What Republicans will focus on in the bill today
Republicans started whipping their members against this bill last week.
It’s popular, but Republican aides believe that they can win an argument that the legislation is too big, not bipartisan and includes superfluous spending on transportation projects, the multi-employer pension reform and funding for arts and humanities that isn’t directly tied to the pandemic. Aides familiar with this process tell CNN that leadership and the whip team “armed members with tons of examples of waste and unrelated items in this bill and talking points” that members can use on social media.
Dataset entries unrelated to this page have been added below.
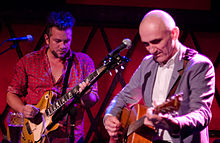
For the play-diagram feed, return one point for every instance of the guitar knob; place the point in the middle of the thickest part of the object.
(110, 73)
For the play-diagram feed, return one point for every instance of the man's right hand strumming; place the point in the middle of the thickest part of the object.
(113, 126)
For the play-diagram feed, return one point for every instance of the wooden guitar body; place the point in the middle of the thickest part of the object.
(136, 132)
(34, 130)
(133, 127)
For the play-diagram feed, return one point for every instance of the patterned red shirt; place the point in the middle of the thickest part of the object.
(33, 77)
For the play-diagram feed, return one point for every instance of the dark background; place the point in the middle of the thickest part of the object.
(101, 25)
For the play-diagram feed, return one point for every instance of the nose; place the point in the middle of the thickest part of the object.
(151, 49)
(62, 45)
The line you will hear a lot from Republicans on Friday is that less than 10% of this bill is directly related to public health and that a large chunk of the school funding won’t be used until next year.
Republicans have also been arguing this bill is premature given billions from the last coronavirus relief bill still have not been spent.
Things are fluid. Rules has to meet to set the parameters of the debate, there is a vote on the wilderness vote first and we are unclear if Republicans will use a stalling strategy of forcing Democrats to vote on motions to adjourn, which will make this all take even longer. In other words, the vote will likely be Friday at some point, most likely later in the day.